Pituitary stalk hemangioblastomas are rare, and information on them is limited to a small number of case reports. To gain insight into the incidence, clinical effects, and management of pituitary stalk hemangioblastomas, the authors analyzed a series of patients with von Hippel–Lindau (VHL) disease.

Methods

Patients with VHL disease who were enrolled in a prospective National Institutes of Health natural history study were included. Clinical, imaging, and laboratory findings were analyzed.

Results

Two hundred fifty patients were included in the study (120 male and 130 female patients). In 8 patients (3%), 8 pituitary stalk hemangioblastomas were identified on MR imaging.

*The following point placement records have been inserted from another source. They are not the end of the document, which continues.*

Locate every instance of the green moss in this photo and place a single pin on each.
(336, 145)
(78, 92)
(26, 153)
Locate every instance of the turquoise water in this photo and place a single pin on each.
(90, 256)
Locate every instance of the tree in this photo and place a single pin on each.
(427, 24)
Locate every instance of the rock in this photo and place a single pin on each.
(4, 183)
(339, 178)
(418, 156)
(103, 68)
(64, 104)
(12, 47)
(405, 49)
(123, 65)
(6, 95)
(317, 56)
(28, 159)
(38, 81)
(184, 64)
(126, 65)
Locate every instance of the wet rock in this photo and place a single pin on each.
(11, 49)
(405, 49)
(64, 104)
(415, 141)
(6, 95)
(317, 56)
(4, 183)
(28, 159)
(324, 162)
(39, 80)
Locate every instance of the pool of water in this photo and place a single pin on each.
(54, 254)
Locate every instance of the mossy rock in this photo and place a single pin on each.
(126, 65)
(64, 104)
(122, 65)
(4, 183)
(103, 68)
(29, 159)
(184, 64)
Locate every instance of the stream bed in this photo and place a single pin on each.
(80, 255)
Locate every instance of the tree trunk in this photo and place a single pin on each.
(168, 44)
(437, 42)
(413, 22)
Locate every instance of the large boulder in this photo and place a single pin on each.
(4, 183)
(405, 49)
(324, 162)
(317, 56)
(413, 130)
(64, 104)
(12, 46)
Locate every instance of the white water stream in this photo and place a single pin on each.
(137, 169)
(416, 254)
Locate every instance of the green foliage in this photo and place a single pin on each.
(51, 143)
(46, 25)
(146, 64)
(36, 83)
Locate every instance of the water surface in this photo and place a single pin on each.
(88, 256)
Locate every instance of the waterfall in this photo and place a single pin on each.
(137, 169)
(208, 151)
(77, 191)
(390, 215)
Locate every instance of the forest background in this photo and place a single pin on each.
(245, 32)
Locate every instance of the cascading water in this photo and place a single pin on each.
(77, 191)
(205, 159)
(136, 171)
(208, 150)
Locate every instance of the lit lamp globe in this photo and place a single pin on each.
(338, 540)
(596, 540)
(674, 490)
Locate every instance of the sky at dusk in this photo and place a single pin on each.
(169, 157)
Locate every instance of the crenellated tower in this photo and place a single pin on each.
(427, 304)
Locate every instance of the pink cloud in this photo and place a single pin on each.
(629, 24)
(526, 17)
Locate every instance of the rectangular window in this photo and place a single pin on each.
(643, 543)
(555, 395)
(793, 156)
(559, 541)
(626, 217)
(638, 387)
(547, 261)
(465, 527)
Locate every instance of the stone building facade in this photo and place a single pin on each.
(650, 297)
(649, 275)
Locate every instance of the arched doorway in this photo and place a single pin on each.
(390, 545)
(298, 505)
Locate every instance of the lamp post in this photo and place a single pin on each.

This anatomical location was the most common supratentorial site for these lesions; 29% of all supratentorial hemangioblastomas were found there. The mean (± standard deviation) pituitary stalk hemangioblastoma volume was 0.5 ± 0.9 cm3 (range 0.08–2.8 cm3). Results of endocrine laboratory profiles were normal in all patients. All patients remained asymptomatic and none required treatment during the follow-up period (mean duration 41.4 ± 14.4 months).

Conclusions

The pituitary stalk is the most common site for the development of supratentorial hemangioblastomas in patients with VHL disease. Pituitary stalk hemangioblastomas often remain asymptomatic and do not require treatment. These findings indicate that pituitary stalk hemangioblastomas in patients with VHL disease may be managed with observation and that surgery for them can be reserved until associated signs or symptoms occur.